806 KAR 17:310. Prompt payment of claims reporting requirements

Link to law: http://www.lrc.ky.gov/kar/806/017/310.htm
Published: 2015

      806 KAR 17:310. Prompt payment of claims

reporting requirements.

 

      RELATES TO: KRS 304.17A-005,

304.17A-700-304.17A-730, 304.17C-010-304.17C-090, 304.99-123, 2008 Acts ch.

127, Part XII, secs. 18-20

      STATUTORY AUTHORITY: KRS 304.2-110(1),

304.17A-722(1)

      NECESSITY, FUNCTION, AND CONFORMITY: KRS

304.2-110(1) authorizes the executive director to promulgate reasonable

administrative regulations necessary for or as an aid to the effectuation of

any provision of the Kentucky Insurance Code as defined in KRS 304.1-010. KRS

304.17A-722(1) requires the office to promulgate administrative regulations

establishing reporting requirements regarding the prompt payment of claims by

insurers offering a health benefit plan. EO 2008-507, effective June 16, 2008,

established the Department of Insurance and the Commissioner of Insurance as

the head of the department. This administrative regulation establishes the

reporting requirements of an insurer offering a health benefit plan and an insurer

offering a limited health service benefit plan for the provision of dental-only

benefits.

 

      Section 1. Definitions. (1)

"Adjudicate" is defined in KRS 304.17A-700(1).

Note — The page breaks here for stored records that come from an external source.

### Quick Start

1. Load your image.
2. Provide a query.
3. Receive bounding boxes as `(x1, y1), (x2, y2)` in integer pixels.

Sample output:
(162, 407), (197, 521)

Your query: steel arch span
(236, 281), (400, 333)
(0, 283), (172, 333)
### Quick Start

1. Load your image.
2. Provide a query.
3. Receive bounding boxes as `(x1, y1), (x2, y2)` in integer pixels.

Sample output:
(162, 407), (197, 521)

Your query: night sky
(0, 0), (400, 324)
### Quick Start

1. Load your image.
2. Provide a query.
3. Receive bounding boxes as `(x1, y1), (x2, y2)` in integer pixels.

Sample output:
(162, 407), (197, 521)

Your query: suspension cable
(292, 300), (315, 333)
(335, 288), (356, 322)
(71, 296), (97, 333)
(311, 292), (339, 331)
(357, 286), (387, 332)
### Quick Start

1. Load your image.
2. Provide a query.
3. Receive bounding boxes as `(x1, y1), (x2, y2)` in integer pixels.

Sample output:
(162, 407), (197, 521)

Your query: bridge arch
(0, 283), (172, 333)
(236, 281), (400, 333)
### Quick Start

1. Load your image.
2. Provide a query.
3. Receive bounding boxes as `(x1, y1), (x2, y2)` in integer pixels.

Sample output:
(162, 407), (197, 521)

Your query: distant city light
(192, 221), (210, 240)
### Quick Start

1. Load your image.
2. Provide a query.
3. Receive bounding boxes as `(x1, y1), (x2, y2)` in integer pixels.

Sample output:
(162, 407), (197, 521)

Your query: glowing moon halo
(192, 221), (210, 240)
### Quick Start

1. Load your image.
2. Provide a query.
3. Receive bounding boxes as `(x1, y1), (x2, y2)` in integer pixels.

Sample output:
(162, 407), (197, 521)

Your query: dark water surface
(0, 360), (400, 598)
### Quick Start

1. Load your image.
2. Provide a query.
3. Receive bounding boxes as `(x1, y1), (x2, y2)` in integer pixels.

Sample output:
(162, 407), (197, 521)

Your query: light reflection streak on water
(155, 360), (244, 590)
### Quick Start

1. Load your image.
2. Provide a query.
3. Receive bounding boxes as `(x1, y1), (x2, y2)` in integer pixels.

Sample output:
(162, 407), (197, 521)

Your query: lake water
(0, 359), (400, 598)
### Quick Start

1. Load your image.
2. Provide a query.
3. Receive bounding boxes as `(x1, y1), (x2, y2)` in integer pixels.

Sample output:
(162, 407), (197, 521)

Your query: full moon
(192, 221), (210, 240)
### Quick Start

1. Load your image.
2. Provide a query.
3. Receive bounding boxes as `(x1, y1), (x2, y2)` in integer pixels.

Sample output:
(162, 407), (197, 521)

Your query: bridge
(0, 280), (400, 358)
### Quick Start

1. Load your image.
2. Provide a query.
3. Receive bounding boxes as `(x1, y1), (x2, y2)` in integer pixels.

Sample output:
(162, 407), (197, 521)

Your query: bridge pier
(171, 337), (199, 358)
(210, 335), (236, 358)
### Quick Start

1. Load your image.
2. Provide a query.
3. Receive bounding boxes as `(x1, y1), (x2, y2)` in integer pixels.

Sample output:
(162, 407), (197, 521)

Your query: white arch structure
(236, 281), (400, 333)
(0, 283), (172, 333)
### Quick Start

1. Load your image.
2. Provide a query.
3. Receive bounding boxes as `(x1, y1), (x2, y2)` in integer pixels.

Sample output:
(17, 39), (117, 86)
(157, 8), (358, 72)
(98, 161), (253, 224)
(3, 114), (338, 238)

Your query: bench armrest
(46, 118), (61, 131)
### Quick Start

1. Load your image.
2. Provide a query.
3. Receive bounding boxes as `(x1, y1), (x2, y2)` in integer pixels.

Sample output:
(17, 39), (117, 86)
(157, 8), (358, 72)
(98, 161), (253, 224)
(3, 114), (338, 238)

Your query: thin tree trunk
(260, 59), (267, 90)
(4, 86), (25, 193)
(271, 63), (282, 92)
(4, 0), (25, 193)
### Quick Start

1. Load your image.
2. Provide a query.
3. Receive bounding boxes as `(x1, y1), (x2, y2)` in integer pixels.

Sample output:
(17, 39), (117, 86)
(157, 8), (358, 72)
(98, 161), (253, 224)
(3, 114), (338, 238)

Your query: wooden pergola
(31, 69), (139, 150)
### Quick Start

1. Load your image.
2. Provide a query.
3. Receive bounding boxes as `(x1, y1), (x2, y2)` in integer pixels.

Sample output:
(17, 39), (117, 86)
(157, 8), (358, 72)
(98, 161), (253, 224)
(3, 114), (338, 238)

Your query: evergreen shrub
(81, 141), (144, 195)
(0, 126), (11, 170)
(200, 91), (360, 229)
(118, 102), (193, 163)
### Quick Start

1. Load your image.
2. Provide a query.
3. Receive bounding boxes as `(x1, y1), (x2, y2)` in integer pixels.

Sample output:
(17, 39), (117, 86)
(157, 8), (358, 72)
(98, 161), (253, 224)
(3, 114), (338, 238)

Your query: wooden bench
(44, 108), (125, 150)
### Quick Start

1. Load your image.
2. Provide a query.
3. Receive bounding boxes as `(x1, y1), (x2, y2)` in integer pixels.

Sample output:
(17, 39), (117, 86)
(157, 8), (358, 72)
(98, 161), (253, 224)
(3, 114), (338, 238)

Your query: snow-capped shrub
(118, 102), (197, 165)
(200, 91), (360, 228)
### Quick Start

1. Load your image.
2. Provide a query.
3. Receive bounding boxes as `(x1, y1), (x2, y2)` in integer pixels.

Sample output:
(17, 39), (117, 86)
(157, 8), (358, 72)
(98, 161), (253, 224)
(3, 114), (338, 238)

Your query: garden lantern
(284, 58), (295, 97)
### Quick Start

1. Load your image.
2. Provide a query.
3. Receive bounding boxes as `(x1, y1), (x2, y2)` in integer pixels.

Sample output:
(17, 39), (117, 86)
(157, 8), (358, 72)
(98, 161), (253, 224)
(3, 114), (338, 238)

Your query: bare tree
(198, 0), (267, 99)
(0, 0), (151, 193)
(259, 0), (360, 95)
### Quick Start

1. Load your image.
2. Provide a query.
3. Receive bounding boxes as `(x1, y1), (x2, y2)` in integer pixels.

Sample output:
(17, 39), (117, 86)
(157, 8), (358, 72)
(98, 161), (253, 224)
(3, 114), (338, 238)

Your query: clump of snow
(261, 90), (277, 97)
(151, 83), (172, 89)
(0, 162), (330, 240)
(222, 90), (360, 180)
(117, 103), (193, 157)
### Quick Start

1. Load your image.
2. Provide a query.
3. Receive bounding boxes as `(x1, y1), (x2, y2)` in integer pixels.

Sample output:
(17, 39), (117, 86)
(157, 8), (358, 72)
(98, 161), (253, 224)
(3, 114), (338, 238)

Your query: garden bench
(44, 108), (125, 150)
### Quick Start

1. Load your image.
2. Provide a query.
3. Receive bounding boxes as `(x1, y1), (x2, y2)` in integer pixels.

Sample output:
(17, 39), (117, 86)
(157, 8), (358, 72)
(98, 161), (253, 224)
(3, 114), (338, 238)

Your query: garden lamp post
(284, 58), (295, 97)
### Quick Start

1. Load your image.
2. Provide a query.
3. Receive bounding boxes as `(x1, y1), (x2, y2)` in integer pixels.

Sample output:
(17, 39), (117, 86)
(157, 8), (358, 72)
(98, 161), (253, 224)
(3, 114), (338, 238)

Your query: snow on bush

      (2) "Claims payment time frame"

means the period of time established in KRS 304.17A-702(1).

      (3) "Clean claim" is defined in

KRS 304.17A-700(3).

      (4) "Commissioner" means

Commissioner of Insurance.

      (5) "Contested claim" means a

clean claim contested in accordance with KRS 304.17A-706(1).

      (6) "Department" means

Department of Insurance.

      (7) "Health care provider" or

"provider" is defined in KRS 304.17A-700(9), as amended by 2008 Ky

Acts ch. 127, Part XII, sec. 18.

      (8) "Insurer" is defined in KRS

304.17A-005(27).

      (9) "Limited health service benefit

plan" is defined in KRS 304.17C-010(5).

      (10) "Paid" means the act of

payment by an insurer offering a health benefit plan or a limited health

service benefit plan for the provision of dental-only benefits, its agent or

designee of the amount required by KRS 304.17A-702(2)(a) or other appropriate

amount on the payment date as determined pursuant to 806 KAR 17:360, Section

3(1).

 

      Section 2. Insurer Offering a Health

Benefit Plan Reporting Requirements. (1) Within the time frames established in

KRS 304.17A-722(3), an insurer offering a health benefit plan shall submit to

the department, on a calendar quarter basis, a report on the prompt payment of

claims.

      (2) If an insurer is unable to meet a

timeframe for reporting on the prompt payment of claims as established in this

administrative regulation because of unforeseen computer system problems, an

extension of time may be granted upon written request to the commissioner.

      (3) The report required pursuant to

subsection (1) of this section shall contain the prescribed information and

data elements, as applicable, in the electronic format as prescribed by the

Prompt Payment Reporting Manual, HIPMC-CP-3.

      (4) At the time of submittal, the truth

and accuracy of the report required pursuant to this section shall be certified

by an executive officer of the insurer by completing the Affidavit, HIPMC-CP-2.

 

      Section 3. Insurer Offering a Limited

Health Service Benefit Plan Reporting Requirements. An insurer offering a

limited health service benefit plan for the provision of dental-only benefits

shall:

      (1) Annually, no later than June 30 of

each year, submit a report to the office on the prompt payment of claims as

established under KRS 304.17C-090(2); and

      (2) Except for Section 2(1) of this

administrative regulation, be subject to the requirements of an insurer

offering a health benefit plan as established in this administrative

regulation.

 

      Section 4. Incorporation by Reference.

(1) The following material is incorporated by reference:

      (a) "Prompt Payment Reporting

Manual, HIPMC-CP-3" (7/2008); and

      (b) "Affidavit, HIPMC-CP-2 (7/2008)".

      (2) This material may be inspected,

copied, or obtained, subject to applicable copyright law, at the Kentucky

Department of Insurance, 215 West Main Street, Frankfort, Kentucky 40601, Monday

through Friday, 8 a.m. to 4:30 p.m. This material is also available on the department's Web site at http://doi.ppr.ky.gov. (28 Ky.R. 198;

Am. 639; 871; eff. 9-25-2001; 29 Ky.R. 1384; 1804; eff. 1-16-2003; 32 Ky.R.